“Little Colonel Funston”

Mark Twain suggested that Funston’s “conscience leaked out through one of his pores when he was little.”

The manner in which Aguinaldo was apprehended also proved unsettling. In an article in Harper’s Weekly on November 11, 1899, Funston had complained that the Filipinos “violated all the rules of civilized warfare, and they knew perfectly well what they were violating. They would bring flags of truce, and when our men went forward under similar flags, the insurgents would fire upon them.” Yet Funston’s stratagem for taking Aguinaldo was far more outrageous. Critics noted that Funston and the Americans had fired their weapons after Aguinaldo had surrendered and that the Macabebes had been wearing enemy uniforms; both actions violated international law. The underhanded manner in which the Filipinos had been defeated raised further doubts about whether the nation’s imperial venture subverted the ideals on which the American nation was founded.

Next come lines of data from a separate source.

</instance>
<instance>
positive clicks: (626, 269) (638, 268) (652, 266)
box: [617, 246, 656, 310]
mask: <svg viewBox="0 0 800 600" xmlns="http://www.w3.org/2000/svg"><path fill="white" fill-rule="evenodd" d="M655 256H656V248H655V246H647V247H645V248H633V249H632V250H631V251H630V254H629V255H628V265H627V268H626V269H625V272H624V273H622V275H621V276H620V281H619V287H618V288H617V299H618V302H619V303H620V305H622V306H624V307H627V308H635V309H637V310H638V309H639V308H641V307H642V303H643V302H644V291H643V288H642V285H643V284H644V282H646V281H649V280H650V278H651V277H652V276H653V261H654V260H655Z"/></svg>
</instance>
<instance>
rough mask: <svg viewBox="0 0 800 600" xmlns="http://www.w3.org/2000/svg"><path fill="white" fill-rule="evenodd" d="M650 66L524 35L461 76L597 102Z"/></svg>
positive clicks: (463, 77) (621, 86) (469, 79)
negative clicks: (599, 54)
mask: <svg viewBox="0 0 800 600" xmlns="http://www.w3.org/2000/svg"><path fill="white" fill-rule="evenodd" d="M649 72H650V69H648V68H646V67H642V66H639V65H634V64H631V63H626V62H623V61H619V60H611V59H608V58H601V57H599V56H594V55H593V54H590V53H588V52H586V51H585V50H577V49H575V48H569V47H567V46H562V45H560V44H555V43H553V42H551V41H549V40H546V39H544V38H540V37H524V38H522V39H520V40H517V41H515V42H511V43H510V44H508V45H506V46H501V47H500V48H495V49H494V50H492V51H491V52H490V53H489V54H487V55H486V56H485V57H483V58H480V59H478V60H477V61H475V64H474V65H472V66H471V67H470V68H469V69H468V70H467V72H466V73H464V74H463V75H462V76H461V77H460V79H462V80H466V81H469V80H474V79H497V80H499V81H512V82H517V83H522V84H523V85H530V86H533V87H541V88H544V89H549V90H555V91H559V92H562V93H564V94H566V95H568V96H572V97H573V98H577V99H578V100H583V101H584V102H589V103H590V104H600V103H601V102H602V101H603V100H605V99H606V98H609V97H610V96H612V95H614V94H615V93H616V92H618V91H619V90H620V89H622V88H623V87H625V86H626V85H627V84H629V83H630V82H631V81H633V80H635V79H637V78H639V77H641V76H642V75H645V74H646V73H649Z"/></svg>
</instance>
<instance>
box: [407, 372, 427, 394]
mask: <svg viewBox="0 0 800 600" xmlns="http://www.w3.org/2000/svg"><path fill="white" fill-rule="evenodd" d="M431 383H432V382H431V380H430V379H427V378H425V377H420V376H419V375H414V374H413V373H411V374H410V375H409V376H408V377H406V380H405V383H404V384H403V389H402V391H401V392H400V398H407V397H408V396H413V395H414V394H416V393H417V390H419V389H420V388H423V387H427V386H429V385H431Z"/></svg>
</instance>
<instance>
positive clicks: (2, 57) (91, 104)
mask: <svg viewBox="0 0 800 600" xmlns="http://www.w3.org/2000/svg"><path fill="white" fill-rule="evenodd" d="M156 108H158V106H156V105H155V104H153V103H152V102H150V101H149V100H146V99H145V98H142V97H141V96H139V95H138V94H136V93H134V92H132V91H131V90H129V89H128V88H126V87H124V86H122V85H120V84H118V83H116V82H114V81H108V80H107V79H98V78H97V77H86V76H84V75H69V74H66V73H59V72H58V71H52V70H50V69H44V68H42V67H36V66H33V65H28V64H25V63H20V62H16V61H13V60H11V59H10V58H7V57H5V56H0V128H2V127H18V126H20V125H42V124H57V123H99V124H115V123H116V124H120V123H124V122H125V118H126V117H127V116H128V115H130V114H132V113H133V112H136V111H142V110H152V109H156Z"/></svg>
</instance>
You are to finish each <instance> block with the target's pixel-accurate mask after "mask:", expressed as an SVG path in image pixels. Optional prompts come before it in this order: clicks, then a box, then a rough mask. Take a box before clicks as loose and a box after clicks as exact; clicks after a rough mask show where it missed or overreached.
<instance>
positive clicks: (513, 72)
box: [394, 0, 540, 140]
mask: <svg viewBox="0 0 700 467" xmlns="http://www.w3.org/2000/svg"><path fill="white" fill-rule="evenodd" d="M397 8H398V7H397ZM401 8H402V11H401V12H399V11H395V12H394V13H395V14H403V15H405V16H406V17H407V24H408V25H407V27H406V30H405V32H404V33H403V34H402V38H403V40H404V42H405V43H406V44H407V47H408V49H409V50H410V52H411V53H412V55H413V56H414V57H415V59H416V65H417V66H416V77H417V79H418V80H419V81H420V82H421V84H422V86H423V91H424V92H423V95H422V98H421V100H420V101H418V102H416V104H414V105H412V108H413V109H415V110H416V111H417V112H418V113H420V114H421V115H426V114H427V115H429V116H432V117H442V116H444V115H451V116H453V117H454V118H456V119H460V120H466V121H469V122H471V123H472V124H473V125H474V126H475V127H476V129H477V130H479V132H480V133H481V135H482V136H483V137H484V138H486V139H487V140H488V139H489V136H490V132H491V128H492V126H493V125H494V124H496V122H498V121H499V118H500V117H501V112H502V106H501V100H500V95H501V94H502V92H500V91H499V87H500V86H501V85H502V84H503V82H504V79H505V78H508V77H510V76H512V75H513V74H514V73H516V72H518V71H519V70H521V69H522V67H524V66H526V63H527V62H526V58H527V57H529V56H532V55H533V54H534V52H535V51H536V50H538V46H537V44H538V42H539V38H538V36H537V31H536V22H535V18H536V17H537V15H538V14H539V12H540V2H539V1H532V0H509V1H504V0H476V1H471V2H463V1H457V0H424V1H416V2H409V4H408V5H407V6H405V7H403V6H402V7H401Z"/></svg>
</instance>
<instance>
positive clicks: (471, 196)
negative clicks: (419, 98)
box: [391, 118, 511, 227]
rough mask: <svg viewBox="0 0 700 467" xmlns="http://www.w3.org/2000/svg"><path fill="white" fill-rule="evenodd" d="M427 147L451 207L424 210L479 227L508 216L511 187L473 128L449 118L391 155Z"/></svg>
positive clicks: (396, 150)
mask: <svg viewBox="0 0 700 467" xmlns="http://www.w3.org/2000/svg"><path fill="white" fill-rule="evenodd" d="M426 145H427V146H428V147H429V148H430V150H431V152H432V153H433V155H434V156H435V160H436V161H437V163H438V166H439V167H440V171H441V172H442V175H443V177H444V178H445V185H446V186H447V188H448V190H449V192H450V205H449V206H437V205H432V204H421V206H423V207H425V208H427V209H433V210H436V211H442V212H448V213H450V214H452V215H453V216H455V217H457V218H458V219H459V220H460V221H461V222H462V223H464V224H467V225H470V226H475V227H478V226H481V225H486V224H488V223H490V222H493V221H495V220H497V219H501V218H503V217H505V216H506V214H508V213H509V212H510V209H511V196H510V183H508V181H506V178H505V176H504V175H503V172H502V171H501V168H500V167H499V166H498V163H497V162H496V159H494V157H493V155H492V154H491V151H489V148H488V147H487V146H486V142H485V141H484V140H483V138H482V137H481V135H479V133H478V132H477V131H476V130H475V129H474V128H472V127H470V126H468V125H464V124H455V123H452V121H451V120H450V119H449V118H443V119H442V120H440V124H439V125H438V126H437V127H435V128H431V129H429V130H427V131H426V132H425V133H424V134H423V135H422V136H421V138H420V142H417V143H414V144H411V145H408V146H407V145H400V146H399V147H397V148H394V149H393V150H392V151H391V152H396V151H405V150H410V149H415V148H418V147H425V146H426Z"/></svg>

But there was something else too. Although he embodied a heroic ideal as old as history itself, Funston’s stark lust for martial glory, unsoftened by the haze of time, disconcerted those who chose to look closely. There was no point in blaming Funston for his deeds, wrote Mark Twain, “because his conscience leaked out through one of his pores when he was little.”

Shame has always impelled young men to battle and to do things great and gruesome. Tim O’Brien, our foremost novelist of the Vietnam War, explained that he participated as a foot soldier in that conflict “out of a kind of personal terror—fear of censure, fear of humiliation, fear of exile, fear of jail, fear of ridicule, fear that my reputation might be damaged among my friends and family, fear of blushing before the stolid folks in my little hometown. ... In short, I capitulated to an overwhelming fear of embarrassment. . . . Conscience is crippled by cowardice. We kill out of embarrassment. We die of embarrassment.”

Aggression is necessary for military success, and both are essential to the survival of peoples and nations. Yet aggression often takes root in the darkest recesses of the soul, wherein lurks, among young men especially, an immense fear of humiliation. Funston’s life, so familiar in its basic outlines, so heroic in its wild trajectory, so inspiring in its determined assault upon adversity, on closer inspection provides a disturbing glimpse into that darkness.

Sometimes we forget our heroes because there is too much to remember; the press of new events inevitably crowds out the old. But sometimes it’s best that our heroes remain forgotten, lest they remind us of things we do not wish to know.